Men’s sprint freestylers posting fast times around the world

The international swimming scene has held most of their world championship trials meets during the last two weeks. Team USA will hold theirs in June, but in the meantime those big boys of the water have been putting down some very fast times so far.

Here’s a breakdown of who’s posted some of the top times in the world so far this year:

50 freestyle

France’s Florent Manadou, the reigning Olympic champion in the 50 free, posted a 21.55 to remain on top of the world rankings.

He is followed by Bremerton’s Nathan Adrian in the No. 2 spot, in 21.70, a time he set at the Austin Grand Prix in January. Adrian also has the third fastest time of 21.71 from the Mesa Grand Prix in Arizona just last week.

France’s Fred Bousquet followed right behind in 21.73, set at the French championships earlier this month.

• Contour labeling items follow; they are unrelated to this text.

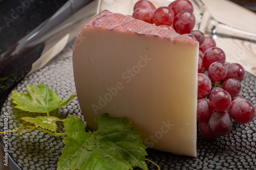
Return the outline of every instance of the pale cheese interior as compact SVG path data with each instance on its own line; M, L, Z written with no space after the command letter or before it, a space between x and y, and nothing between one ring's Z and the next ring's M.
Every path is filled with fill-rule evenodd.
M79 34L74 71L88 127L101 113L126 116L145 145L196 157L198 46L103 28Z

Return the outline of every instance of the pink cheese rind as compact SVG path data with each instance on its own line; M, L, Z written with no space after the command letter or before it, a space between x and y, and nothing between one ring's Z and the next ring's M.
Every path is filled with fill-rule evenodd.
M147 22L133 18L119 13L104 10L89 21L83 29L94 27L110 30L131 32L138 34L156 36L159 37L186 41L193 45L198 42L190 38L180 35L177 33L156 26Z

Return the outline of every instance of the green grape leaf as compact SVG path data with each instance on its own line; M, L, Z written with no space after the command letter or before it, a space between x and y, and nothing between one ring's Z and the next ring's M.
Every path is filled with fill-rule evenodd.
M49 113L67 105L76 96L72 94L66 100L60 100L59 96L48 86L40 83L38 86L27 85L27 93L12 91L11 98L20 110L36 113Z
M63 140L57 169L147 169L141 134L130 126L131 120L104 113L95 119L98 130L87 132L81 119L69 117L64 124L69 136Z
M40 127L52 132L56 131L57 128L57 125L56 125L56 121L63 121L55 116L37 116L35 118L27 116L22 117L21 119L34 124L36 128Z

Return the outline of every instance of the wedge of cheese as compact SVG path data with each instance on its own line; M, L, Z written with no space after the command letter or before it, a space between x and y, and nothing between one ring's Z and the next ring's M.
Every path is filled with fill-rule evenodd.
M75 86L89 128L100 114L126 116L146 145L197 156L198 42L103 11L79 33Z

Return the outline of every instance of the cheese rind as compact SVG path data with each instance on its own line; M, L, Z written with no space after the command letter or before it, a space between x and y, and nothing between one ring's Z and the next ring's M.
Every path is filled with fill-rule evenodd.
M146 145L197 156L198 42L130 16L104 11L81 30L73 67L89 128L109 113L126 116Z

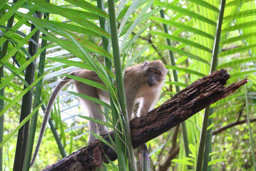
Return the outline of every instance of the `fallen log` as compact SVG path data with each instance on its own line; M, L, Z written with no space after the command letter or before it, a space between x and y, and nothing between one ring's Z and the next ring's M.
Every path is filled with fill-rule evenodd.
M230 76L226 70L215 71L196 81L146 116L130 121L134 148L170 129L208 106L222 99L248 82L244 79L225 87ZM114 140L113 131L110 136ZM109 135L103 138L110 143ZM92 170L95 164L92 158L94 149L100 150L102 160L117 159L115 152L97 140L42 170Z

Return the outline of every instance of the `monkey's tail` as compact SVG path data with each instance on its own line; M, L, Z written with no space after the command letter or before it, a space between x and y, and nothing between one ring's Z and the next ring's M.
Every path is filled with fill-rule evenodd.
M69 73L69 74L70 75L73 75L73 72L71 72ZM35 161L35 160L36 159L36 157L39 150L40 145L41 144L41 143L42 142L42 139L43 138L43 136L44 136L44 131L45 130L46 124L47 122L48 121L48 120L49 119L49 117L50 115L50 113L51 111L51 110L52 108L52 107L53 104L53 102L54 102L55 100L55 99L59 94L60 91L62 90L63 87L68 82L71 81L71 80L72 79L66 77L64 77L60 81L59 83L59 84L56 86L50 97L50 99L48 101L48 104L47 104L47 106L46 107L46 109L45 111L44 111L44 119L43 120L43 122L42 123L42 125L41 125L41 128L40 130L40 133L39 135L39 137L38 137L37 145L36 146L34 155L33 156L33 157L31 159L30 163L30 166L32 166L34 163L34 162Z

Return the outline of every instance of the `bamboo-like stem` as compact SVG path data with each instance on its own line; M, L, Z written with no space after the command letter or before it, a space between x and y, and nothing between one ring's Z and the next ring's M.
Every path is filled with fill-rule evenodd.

South Africa’s Roland Schoeman popped a 21.88 in the prelims of the S.A. Nationals on Saturday.

100 freestyle

Adrian held the No. 1 spot in the world since Jan. 3 when he went 48.11 at the 2nd Mediterranean International Meet (MOM) in Marseille, but  has since been surpassed by Russia’s Vladimir Morozov.

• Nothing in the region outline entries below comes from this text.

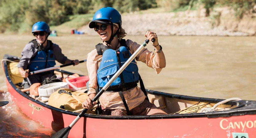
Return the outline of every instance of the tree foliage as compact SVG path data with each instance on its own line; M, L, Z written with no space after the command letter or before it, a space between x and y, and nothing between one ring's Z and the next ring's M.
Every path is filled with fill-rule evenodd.
M158 7L169 11L190 9L196 3L204 5L207 15L218 4L233 7L235 16L241 18L245 13L252 11L256 0L0 0L0 31L27 31L39 21L58 25L69 20L71 16L93 13L106 6L113 7L122 13Z

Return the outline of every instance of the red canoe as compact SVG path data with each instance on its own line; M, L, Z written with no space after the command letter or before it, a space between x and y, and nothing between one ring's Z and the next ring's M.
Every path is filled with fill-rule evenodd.
M57 132L68 126L79 112L50 106L30 97L23 92L26 90L17 88L14 83L8 65L18 60L18 58L7 55L2 60L13 101L24 113L45 127ZM59 69L55 72L62 77L73 74ZM256 137L256 101L237 98L224 101L148 90L147 92L150 101L168 114L113 116L85 113L71 129L68 137Z

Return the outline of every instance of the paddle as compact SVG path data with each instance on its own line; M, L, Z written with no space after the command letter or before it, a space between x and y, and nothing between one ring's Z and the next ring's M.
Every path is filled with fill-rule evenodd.
M154 41L154 39L153 41ZM117 72L116 73L115 75L113 76L113 77L109 80L109 81L103 87L103 88L100 90L99 93L96 95L95 97L93 98L92 100L92 103L93 103L94 102L96 102L97 100L100 97L100 95L104 93L107 89L109 86L115 80L116 78L123 72L123 71L124 70L124 69L129 65L129 64L132 62L132 61L134 59L135 57L139 54L139 53L142 50L144 47L146 46L147 44L148 43L149 40L147 39L139 47L138 49L134 52L131 56L128 59L127 61L125 62L124 65L120 68L117 71ZM82 112L80 113L78 116L77 116L76 119L74 120L69 125L68 127L66 128L62 128L61 129L54 135L53 135L51 137L53 138L65 138L68 137L68 136L69 135L69 132L71 128L74 126L74 125L81 118L84 114L88 110L88 109L84 109Z
M5 105L9 103L8 101L0 101L0 107Z
M84 62L86 62L87 61L87 60L81 60L79 61L79 63L82 63ZM71 65L74 65L74 63L71 63L69 64L65 64L65 65L62 65L58 66L53 67L49 67L49 68L43 69L41 70L38 70L38 71L31 71L29 73L29 75L33 75L37 73L38 73L43 72L46 71L51 71L57 68L60 68L61 67L65 67L68 66L69 66Z

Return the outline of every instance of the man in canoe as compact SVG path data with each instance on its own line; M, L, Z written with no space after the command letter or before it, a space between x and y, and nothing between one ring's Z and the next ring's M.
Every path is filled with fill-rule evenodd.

Morozov was the first to go sub-48 in 2013, posting a 47.93 at the Russian National championships on Saturday to win the 100 free.

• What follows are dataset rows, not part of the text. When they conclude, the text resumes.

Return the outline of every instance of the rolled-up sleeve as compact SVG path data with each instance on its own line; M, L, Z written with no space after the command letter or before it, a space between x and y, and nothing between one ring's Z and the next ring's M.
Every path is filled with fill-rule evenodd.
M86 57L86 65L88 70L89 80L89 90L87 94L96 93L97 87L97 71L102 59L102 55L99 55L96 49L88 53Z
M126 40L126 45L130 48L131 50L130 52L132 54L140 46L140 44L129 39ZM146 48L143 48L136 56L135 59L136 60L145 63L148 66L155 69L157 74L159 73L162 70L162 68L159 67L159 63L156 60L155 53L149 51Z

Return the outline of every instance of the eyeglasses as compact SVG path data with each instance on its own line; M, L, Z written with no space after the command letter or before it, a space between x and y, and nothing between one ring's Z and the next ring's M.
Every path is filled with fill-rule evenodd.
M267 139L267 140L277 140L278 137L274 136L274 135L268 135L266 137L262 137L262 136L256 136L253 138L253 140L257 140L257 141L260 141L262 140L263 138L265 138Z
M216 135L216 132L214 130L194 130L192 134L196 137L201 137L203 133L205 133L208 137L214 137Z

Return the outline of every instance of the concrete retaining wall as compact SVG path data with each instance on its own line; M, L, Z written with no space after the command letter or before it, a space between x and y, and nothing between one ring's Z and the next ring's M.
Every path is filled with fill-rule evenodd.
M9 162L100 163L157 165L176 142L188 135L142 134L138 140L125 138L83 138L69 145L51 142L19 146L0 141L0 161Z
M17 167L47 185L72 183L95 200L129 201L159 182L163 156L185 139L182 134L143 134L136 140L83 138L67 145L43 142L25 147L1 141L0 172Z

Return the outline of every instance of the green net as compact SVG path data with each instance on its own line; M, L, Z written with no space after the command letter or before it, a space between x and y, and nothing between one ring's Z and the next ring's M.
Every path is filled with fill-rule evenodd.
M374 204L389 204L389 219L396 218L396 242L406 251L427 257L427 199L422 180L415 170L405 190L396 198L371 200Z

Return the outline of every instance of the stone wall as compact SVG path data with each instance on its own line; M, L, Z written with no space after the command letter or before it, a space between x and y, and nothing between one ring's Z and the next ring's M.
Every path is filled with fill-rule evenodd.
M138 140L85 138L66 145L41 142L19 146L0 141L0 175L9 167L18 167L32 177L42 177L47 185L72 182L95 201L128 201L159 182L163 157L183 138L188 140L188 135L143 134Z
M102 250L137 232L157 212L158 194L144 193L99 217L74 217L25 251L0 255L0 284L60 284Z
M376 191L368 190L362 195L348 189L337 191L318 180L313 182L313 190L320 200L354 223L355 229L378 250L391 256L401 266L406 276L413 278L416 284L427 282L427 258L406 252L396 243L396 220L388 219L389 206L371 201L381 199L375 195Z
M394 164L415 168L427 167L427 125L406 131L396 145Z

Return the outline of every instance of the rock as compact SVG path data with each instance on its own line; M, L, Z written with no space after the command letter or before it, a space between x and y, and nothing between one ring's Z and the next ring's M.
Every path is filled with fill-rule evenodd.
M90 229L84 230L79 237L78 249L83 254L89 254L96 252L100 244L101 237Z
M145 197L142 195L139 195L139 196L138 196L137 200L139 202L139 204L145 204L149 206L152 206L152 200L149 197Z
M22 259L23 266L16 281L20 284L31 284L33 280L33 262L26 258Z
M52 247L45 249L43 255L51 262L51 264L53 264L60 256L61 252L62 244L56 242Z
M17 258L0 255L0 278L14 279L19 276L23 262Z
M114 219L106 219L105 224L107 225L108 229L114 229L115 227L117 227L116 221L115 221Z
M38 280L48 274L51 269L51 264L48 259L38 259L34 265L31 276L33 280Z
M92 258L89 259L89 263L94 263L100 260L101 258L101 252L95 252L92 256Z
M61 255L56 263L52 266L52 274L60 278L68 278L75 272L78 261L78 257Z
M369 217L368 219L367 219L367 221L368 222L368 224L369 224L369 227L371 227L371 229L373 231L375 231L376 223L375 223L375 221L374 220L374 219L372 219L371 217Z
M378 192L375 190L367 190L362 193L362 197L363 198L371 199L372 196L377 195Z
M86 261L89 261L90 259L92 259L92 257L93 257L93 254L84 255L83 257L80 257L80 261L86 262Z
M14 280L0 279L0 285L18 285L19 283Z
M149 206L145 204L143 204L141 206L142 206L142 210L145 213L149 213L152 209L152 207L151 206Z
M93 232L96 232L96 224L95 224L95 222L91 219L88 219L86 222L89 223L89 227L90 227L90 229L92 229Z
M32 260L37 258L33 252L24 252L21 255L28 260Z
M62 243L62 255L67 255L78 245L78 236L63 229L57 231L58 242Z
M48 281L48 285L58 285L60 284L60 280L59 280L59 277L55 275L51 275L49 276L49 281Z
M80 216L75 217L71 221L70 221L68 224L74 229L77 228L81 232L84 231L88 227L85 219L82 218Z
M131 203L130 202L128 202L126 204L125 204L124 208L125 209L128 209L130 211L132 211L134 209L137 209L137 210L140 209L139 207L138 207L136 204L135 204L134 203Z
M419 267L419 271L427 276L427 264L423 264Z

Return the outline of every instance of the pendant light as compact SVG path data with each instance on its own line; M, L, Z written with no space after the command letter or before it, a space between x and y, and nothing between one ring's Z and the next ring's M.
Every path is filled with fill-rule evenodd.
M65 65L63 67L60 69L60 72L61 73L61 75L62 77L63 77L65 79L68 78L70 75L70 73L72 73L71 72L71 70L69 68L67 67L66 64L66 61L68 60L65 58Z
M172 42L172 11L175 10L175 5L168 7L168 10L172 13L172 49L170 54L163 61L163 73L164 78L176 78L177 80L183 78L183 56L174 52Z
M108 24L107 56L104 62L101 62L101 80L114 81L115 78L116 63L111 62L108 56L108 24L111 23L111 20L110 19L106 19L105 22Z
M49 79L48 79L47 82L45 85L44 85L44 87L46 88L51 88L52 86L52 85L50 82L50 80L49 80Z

Nikita Lobintsov‘s time of 48.17 is currently third and Danila Izotov is fourth in 48.18. Izotov bettered his time of from the semis of 48.23.

Australia’s James Magnussen posted a 48.38 at the Australian BHP Billiton in January and William Meynard of France went 48.53 at the French Championships. China’s Zetao Ning posted a 48.60 at the Chinese Nationals while France’s Yannick Agnel went 48.62 at the national championships.

So, really, what does all this mean?

The world championships are still about three months away and the elite swimmers are stepping up their training and prepping for what will be an epic worlds meet in Barcelona.

I’d expect with these times the meet to be on par with London in terms of excitement for fans, although there is usually not as much media hype. That in itself is unfortunate as swimmers consider this meet to be just as important — and maybe a tad bit more — as the Olympics.